The third component of active management is psychological - the provision of a companion, who may be qualified or unqualified, throughout labour. No fewer than 10 randomised trials, including 3336 women, have examined this issue. Meta-analysis of these trials (fig 4) supports the idea that psychological support is effective in reducing analgesia requirements, lowers the incidence of caesarean and operative vaginal delivery, and improves fetal outcome.26 The effect of caesarean section is statistically significant only in those studies performed in settings where partners were not usually present in labour and where it would therefore be expected that the control group got particularly little support.

FIG 4
FIG 4

Meta-analysis of the effect of support from care givers in labour.
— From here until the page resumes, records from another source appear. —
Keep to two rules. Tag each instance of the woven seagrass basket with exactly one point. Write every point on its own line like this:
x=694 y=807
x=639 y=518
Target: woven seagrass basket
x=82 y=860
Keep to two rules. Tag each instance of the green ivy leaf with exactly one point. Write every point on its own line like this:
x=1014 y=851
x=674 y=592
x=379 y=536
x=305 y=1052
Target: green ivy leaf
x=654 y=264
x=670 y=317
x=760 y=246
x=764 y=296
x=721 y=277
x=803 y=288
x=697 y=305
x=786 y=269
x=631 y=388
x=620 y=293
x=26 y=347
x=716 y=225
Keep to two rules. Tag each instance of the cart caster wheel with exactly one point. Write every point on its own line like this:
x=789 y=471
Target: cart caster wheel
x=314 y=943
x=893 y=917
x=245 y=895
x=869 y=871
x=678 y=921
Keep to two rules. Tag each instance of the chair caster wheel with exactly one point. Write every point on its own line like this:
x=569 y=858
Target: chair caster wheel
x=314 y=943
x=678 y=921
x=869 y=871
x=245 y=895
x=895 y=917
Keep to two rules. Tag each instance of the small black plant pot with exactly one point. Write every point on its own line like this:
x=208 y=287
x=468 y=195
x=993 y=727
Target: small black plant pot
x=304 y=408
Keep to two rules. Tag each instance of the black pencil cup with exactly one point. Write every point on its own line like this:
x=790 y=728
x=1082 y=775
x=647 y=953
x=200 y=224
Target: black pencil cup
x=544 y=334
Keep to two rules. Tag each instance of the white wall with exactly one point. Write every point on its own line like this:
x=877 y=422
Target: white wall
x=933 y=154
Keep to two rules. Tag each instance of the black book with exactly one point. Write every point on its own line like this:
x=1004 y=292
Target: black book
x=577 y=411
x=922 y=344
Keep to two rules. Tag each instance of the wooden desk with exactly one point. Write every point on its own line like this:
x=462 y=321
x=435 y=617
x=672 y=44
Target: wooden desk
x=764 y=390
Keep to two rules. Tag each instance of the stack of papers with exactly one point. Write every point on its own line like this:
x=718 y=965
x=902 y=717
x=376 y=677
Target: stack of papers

Typical odds ratios ([elp]) and 95% confidence intervals (bars) for selected maternal and fetal outcomes.27 Results are shown for all trials combined and separately for those trials where partners were permitted to be present in labour and those where they were not permitted.

Diagnosis of Labour

The final component of active management is taking care to diagnose labour only when progressive dilatation or effacement of the cervix is observed. This has never been evaluated by a randomised trial, and the “diagnosis” of labour is fraught with all the difficulties of trying to categorise a continuous variable. By excluding many women from the labour ward because they are not judged to be in labour, the Irish obstetricians raise the specificity of their diagnostic criteria at the expense of sensitivity; no fewer than 40% of women discharged from the labour ward on the grounds that they are not in labour return within 24 hours.27 Many such women are managed in the labour ward in other hospitals and seem to have longer labours. There is evidence from observations of doctors' hypothetical decisions that simply the appearance of longer labour encourages them to intervene.28

Conclusion

The evidence from the overviews supports the hypothesis that the package of active management reduces the rate of operative interventions for delivery. However, the effective ingredient seems to be the presence of a companion in labour rather than the performance of amniotomy or administration of oxytocin. Routine amniotomy has not been shown to have any important beneficial or adverse effects apart from shortening the duration of labour, and its timing should follow the patient's preference. Trials of amniotomy, with higher compliance with the allocated regimen, would be useful but will be difficult to perform. The first seven trials of early oxytocin have shown side effects but no benefit. If oxytocin had been discovered in the 1990s we would not sanction its widespread routine use and would conduct further clinical trials. Ultimately the correct management of labour is affected by cultural factors, existing patterns of care, and maternal expectations, as well as the results of controlled clinical trials. Individual clinicians may still argue, for example, that in their population amniotomy and oxytocin permit the presence of a permanent companion because of better use of staff.